Secrecy and secrecy keep intelligence agencies away from sustainable political interest. Reforming an intelligence agency often requires specific historical milestones, such as the end of the Cold War or scandals that spark public debate about the agency’s work. From this point of view, the case of Nikos Androulakis being observed may give the EMP an opportunity to be more transparent about its past.
Openness about the past intelligence agency is not only of historical interest, but also of great political significance. This brings the intelligence service to a kind of retrospective accountability, maintains a permanent political and social interest in it (instead of an ephemeral interest in connection with the scandal), and increases its political legitimacy.
Confidentiality is, of course, essential to the operation of an intelligence agency when that agency recruits agents (human resources) and employs operational methods. However, when these two main categories that justify privacy – (human) sources and business methods – are gone, privacy is no longer justified in all cases. Why shouldn’t a citizen or a former agent, after 30 or 50 years, check his case? How relevant can the methods used 50 years ago to justify privacy still be? The same applies, for example, to historical changes in operational priorities, information about past hires (showing what kind of staff the agency needs), changes in leadership, and discussions within the agency about transparency. In the case of the EPM, there is no practical reason to keep secret even matters related to how the CYP operated during the junta.
The passage of time significantly reduces the operational sensitivity of the document. If responsibility for a particular issue is not possible in the present, it can become possible when the same issue concerns the past. This retrospective accountability, stemming from the transparency of the past, is an important step in the legitimization of any intelligence service. In particular, EYP can make significant strides in this area.
Retrospective accountability is an important step in the legitimacy of any intelligence service.
The declassification of a large part of the EYP file is a major step in this direction. This will allow researchers to start a well-informed discussion about the history of EYP, free from unfounded speculation and conspiracy theories related to the work of the agency. Declassification will also allow citizens to see files that may concern them, and allow both the public and agencies to come to terms with a sometimes difficult and uncomfortable past. The declassification of the secret service archive is a laborious and lengthy process, which must be preceded by the classification and (partial) digitization of the archive. However, there are many services that have declassified part of their file. The best-known examples are the CIA and the agencies of the former communist countries, such as the archives of the East German Ministry of Civil Service (MfS or Stasi) and the Czechoslovak State Security (StB).

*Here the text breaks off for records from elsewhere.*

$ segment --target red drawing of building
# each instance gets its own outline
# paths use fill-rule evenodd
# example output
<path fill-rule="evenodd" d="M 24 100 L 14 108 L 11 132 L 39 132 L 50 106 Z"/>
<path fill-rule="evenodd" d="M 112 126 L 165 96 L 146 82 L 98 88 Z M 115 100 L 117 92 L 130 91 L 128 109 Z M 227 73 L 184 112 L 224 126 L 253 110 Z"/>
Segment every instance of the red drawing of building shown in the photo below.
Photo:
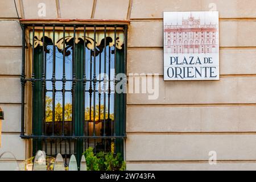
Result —
<path fill-rule="evenodd" d="M 201 24 L 192 13 L 182 25 L 164 25 L 164 52 L 172 53 L 218 52 L 217 24 Z"/>

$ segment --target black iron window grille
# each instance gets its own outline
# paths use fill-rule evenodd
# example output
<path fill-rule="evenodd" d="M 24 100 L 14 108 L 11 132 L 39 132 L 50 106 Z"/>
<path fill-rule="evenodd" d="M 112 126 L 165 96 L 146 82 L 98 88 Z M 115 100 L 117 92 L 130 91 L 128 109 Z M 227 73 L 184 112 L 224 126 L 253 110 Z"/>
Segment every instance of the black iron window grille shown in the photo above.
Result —
<path fill-rule="evenodd" d="M 67 163 L 89 147 L 122 154 L 126 94 L 115 77 L 126 73 L 127 25 L 22 27 L 20 136 L 33 155 L 60 153 Z"/>

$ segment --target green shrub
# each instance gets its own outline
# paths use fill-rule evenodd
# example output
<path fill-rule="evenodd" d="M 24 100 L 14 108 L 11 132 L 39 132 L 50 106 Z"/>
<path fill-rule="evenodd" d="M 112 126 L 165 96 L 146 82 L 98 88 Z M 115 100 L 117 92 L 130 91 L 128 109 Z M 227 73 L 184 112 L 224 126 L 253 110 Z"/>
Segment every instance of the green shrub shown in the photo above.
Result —
<path fill-rule="evenodd" d="M 88 171 L 124 171 L 126 163 L 120 153 L 115 156 L 112 152 L 100 152 L 96 155 L 93 149 L 89 147 L 84 152 Z"/>

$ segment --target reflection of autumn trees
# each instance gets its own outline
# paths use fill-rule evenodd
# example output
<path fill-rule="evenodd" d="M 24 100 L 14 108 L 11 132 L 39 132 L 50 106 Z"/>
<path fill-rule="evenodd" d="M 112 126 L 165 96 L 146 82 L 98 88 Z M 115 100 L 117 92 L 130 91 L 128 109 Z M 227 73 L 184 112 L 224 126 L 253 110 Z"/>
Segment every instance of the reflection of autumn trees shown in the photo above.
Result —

In addition to the necessary declassification of part of its file, EYP has other options to ensure greater transparency of its past. He could hire his own historian, as the CIA does with its large history department, or work with university historians for specific investigations, as the German Bundesnachrichtendienst (BND) did, for example. Although particular agencies often determine the subject matter of historians’ research, historians are independent in their choice and interpretation of empirical material in agency reports. They publish their research, present it at conferences and in the media. Therefore, encouraged by the services themselves, they contribute to an informed dialogue about the past of the services. The activation of interested former employees of the EMP can serve the same purpose. The CIA, for example, has a rich tradition of recruiting former (retired) employees to go public with their past. These former employees publish memoirs (pre-approved by a special commission), participate in conferences, speak at schools and universities, etc. d.
In 2008, EYP organized a pioneering conference on the service itself. It was attended by officials, politicians, scientists and journalists, and a book was published with the minutes of the meeting. Although the intention was to continue the regular organization of such days, the experiment was not repeated. That same year, as part of a new EYP bill, then-Governor Ioannis Korantis announced the creation of the Historical Archives Service and the declassification of records for the period 1953–1958. Fourteen years later, nothing has yet been declassified. Let’s hope that the current interest in the reconstruction of YMZ will push the administration of the agency to soon continue the initiatives started in 2008.
* Dr. Eleni Braat is Associate Professor of Modern History at the University of Utrecht (Netherlands), specializing in the history of information services.